Source: Machotka, Cézanne: La Sensation à l’oeuvre.

 

Pot vert et bouilloire d’étain is a picture of exceptional solidness. Its color scheme has a black-white center point, somewhat like Le pain et les oeufs above, but it spreads out more broadly, toward the warm red and the cooler green; and because most of its whites are warm rather than neutral, the grey of the pewter pot is tinted a delicate blue-grey. In broadening out from a black-white center the painting resembles the contemporary Portrait de Gustave Boyer (R176) and other portraits. And it resembles them, as well, in reintroducing outline, a firm outline that has a slow, meandering shape, consciously avoiding any hint of lightness or elegance.
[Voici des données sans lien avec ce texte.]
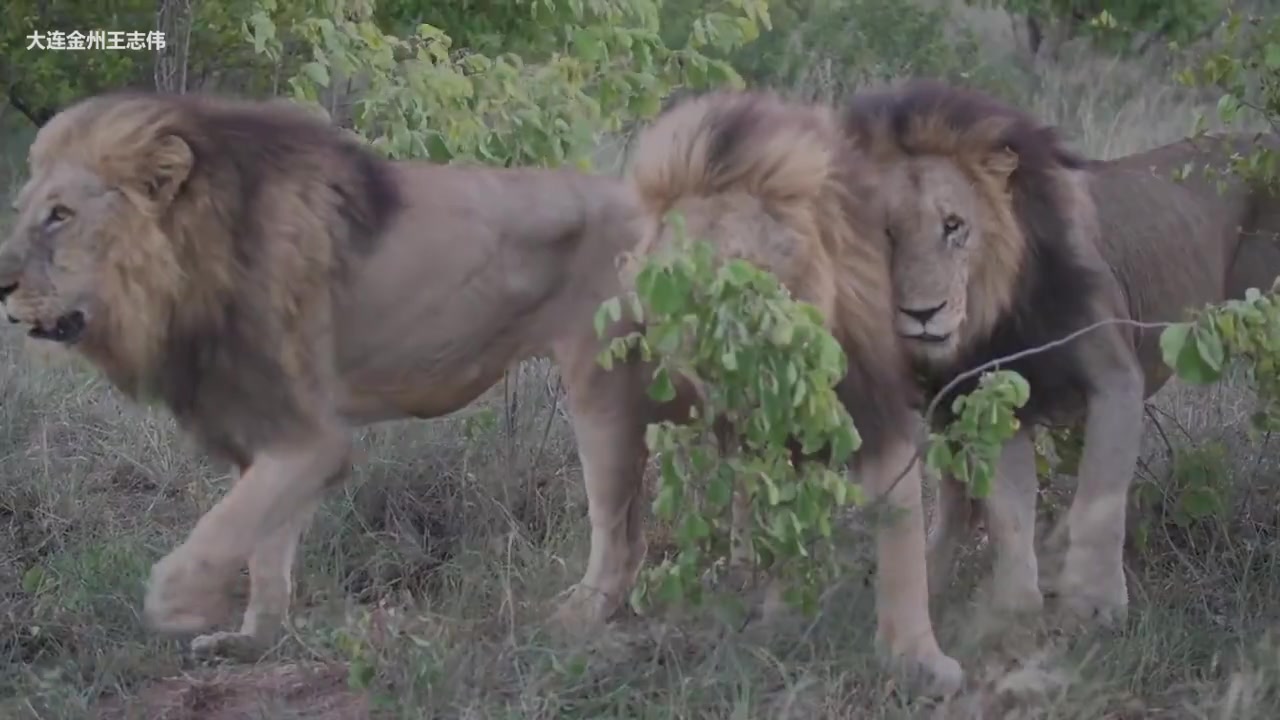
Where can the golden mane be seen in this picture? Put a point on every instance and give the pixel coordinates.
(238, 218)
(1022, 173)
(752, 162)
In Pot vert we also witness the first appearance of the broadened mouth of the pot, that is, an oval that is broader than the ellipse the eye would actually see. It is a device that flattens the receding space by tilting the oval upward, and it has the further advantage of being consistent with the purposefully inelegant outline. Ten years later he will go a step further and square up the sides while widening the mouth more. This distortion will eventually become an integral part of the Cubists’ way of limiting depth, and, in imitative paintings, a cliché. Here it represents one of the discoveries Cézanne made by which a painting would become as much an object in its own right as a window frame to look through.

Source : Machotka, Cézanne : The Eye and the Mind.